Miami officials have a few models for reopening schools. It’s up to parents to decide.

frank lampard

Miami-Dade County Public Schools’ plans keep shifting as coronavirus cases continue to spike exponentially. The school district was due to announce its plan to reopen schools for the 2020-21 school year on Wednesday but postponed to squeeze in one more meeting with its work group of medical professionals and community […]

Miami-Dade County Public Schools’ plans keep shifting as coronavirus cases continue to spike exponentially.

The school district was due to announce its plan to reopen schools for the 2020-21 school year on Wednesday but postponed to squeeze in one more meeting with its work group of medical professionals and community members. The full plan will be presented at a special School Board meeting Wednesday, July 1.

“After the last Zoom call, as a parent, grandparent, I was extremely nervous and upset,” said Eileen Segal of the Family & Community Involvement Advisory Committee on Wednesday. “After listening today I feel a lot calmer.”

On Friday, the 23-member work group met virtually again to go over a revised draft plan. Seven models of how instruction would take place were whittled to four: A daily attendance at the schoolhouse model with reduced class sizes and social distancing; two hybrid models of in-person and online learning, either doing one every other day or two days at a time; and an entirely online model called “My School Online,” which students would follow on a regular school schedule, unlike the flexibility afforded this past Spring semester.

The plan right now is to start the 2020-21 year with in-person learning at the schoolhouse with smaller class sizes, social distancing and “ubiquitous” use of face masks required everywhere but optional in the classroom. For those who don’t want to send their children to school, they have July 6-10 to enroll their child in “My School Online.”

If at least 25% of a school’s population opts for online learning, then the school can accommodate students whose parents choose to send them to school. If fewer than 25% opt for online learning, parents will be surveyed July 13-20 on which hybrid model they prefer. Parents will have answers by July 27. The first day of class is scheduled for August 24.

If at least 25% of a school’s population opts for online learning, then the school can accommodate students in the schoolhouse. If fewer than 25% opt for online learning, parents will be surveyed on which hybrid model, part online and part distance learning, they prefer. Parents will have answers by July 27.
If at least 25% of a school’s population opts for online learning, then the school can accommodate students in the schoolhouse. If fewer than 25% opt for online learning, parents will be surveyed on which hybrid model, part online and part distance learning, they prefer. Parents will have answers by July 27.

Still, Superintendent Alberto Carvalho called for two subgroup meetings ahead of Wednesday’s meeting. The school district will conduct school-specific surveys for parents until July 10.

New Miami-Dade County Council PTA/PTSA President Sandra West pointed out that fewer than 50% of district parents responded to district surveys the first time. Carvalho said that level of response exceeded expectations and called it “a super sample.”

Dr. Judy Schaechter, pediatrics chair and chief of service for child health at UM Jackson Health System, spoke highly of the school district’s plan.

“You’ve come up with something I think we can all get behind and feel really good about,” she said.

Schaechter had one recommendation: Require the flu vaccine for all students returning to school.

“Flu looks like coronavirus,” she said. “It will flood the healthcare system, it will make everyone sick…the best prevention we have is the flu vaccine.”

Carvalho said that is a legal challenge as some parents opt out of vaccines. He said the school district is contemplating having mobile units come to schools so students can get immunizations.

School staff will be provided with personal protective equipment.
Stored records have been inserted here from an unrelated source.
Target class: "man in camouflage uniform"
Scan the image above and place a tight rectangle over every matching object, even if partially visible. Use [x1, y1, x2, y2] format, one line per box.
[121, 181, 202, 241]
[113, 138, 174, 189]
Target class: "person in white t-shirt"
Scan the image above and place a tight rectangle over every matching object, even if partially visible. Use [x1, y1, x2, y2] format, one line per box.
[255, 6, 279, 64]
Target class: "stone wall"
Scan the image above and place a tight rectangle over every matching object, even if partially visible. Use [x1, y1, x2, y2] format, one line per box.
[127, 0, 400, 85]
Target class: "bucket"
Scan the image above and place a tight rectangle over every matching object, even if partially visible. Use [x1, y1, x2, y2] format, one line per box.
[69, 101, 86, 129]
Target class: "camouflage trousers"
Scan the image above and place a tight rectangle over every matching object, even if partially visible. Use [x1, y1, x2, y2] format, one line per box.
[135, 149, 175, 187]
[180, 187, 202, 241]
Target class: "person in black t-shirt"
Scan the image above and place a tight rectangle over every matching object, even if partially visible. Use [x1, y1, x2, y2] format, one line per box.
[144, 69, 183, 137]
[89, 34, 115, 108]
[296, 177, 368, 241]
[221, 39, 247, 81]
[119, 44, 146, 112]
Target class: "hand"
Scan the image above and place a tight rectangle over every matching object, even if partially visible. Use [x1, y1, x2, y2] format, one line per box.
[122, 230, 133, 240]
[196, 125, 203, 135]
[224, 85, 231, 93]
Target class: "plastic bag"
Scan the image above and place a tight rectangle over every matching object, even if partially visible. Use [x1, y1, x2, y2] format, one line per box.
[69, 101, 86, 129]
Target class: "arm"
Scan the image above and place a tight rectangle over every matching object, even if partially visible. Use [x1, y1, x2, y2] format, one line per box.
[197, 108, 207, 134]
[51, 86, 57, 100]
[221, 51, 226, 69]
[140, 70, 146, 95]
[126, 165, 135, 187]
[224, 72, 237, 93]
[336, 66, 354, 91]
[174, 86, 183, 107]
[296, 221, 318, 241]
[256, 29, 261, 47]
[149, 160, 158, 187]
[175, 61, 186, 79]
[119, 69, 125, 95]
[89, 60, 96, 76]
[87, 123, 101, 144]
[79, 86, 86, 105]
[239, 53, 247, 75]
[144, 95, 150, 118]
Carvalho said the school district is working with uniform companies to make personalized masks in school colors with logos.
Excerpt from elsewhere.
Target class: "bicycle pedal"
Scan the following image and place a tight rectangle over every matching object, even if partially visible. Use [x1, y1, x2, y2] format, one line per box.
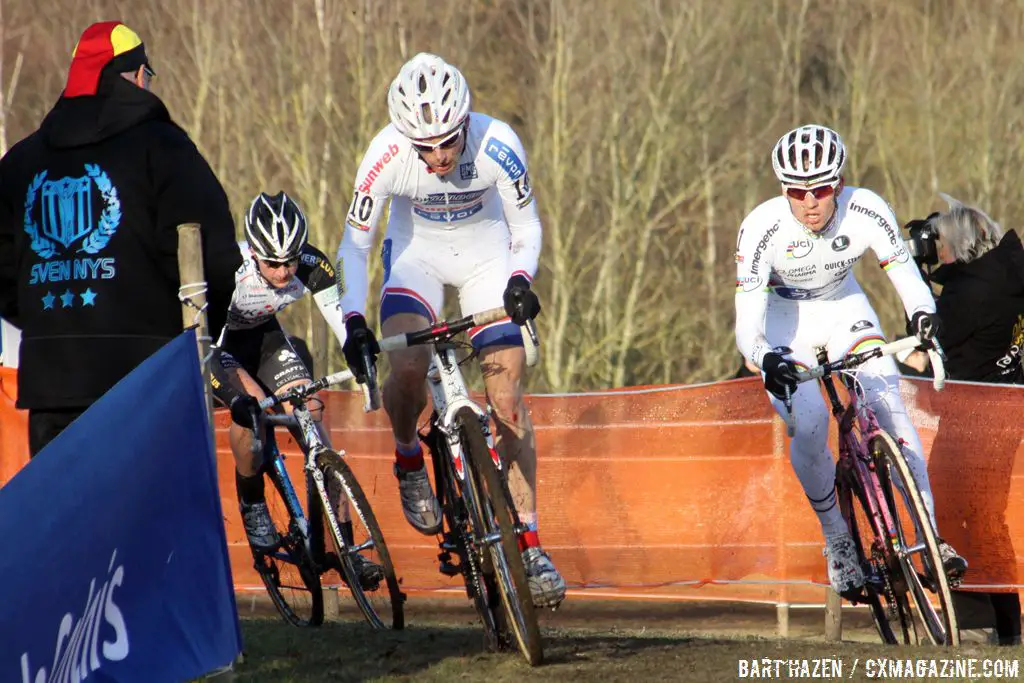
[437, 561, 462, 577]
[839, 587, 867, 604]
Masks are required for entrances and exits, school buses, confined areas, changing classes and for the restroom. They are optional in the classroom “assuming six feet of distancing is maintained,” Carvalho said, adding later that “wearing a mask significantly impairs a teacher’s ability to teach.” See-through partitions in the classroom are also a possibility.
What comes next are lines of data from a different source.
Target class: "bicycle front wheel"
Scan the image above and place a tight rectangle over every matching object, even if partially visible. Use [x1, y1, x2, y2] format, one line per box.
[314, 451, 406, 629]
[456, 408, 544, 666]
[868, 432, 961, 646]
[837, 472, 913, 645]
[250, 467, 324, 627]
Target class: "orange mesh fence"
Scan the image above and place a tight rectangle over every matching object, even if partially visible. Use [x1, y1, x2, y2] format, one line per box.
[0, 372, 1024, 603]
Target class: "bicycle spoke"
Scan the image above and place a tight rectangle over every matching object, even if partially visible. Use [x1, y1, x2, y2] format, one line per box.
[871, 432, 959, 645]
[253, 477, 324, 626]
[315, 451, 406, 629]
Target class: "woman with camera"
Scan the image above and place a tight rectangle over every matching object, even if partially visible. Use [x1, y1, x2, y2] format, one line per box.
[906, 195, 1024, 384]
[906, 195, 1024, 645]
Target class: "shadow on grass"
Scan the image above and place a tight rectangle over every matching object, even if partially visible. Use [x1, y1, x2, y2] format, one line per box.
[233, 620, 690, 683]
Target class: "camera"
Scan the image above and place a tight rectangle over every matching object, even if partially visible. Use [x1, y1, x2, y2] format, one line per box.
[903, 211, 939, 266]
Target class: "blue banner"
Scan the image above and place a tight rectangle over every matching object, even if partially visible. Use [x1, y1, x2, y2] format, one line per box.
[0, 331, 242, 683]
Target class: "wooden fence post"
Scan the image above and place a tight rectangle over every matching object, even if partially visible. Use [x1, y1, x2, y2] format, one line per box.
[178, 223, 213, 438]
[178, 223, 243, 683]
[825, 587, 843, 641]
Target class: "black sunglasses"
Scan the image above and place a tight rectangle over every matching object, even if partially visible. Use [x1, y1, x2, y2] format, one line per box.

Common areas like media centers and auditoriums could also become classroom spaces. Schaechter warned against sharing books and supplies between students. The district’s chief academics officer, Maria Izquierdo, said the district will be asking teachers to limit sharing of materials.

Temperature checks will not be required to enter school buildings. Parents will be encouraged to keep students at home if they show any signs of illness. A student would only receive a temperature check if they arrive at school appearing ill.

The school district is also searching for a data management “early warning system” for contact tracing. Carvalho said all privacy laws will be followed.

Dr. Aileen Marty, professor of medicine and infectious disease at Florida International University, said sections of the plan need to be more carefully looked at, like COVID-19 spread in bathrooms. She said children who are overweight are also at a higher risk.

In response to Segal’s question about delaying the start of school, Marty said: “We are right now having percent positive…We’re right now at 18%. We didn’t want to do reopenings if we were above 10. That was the original plan and the real desire was to be below 5% in terms of percent positive. We’re at 18. That’s extremely alarming, and so we do have to be very, very, cautious in exactly which way we reopen when we reopen.”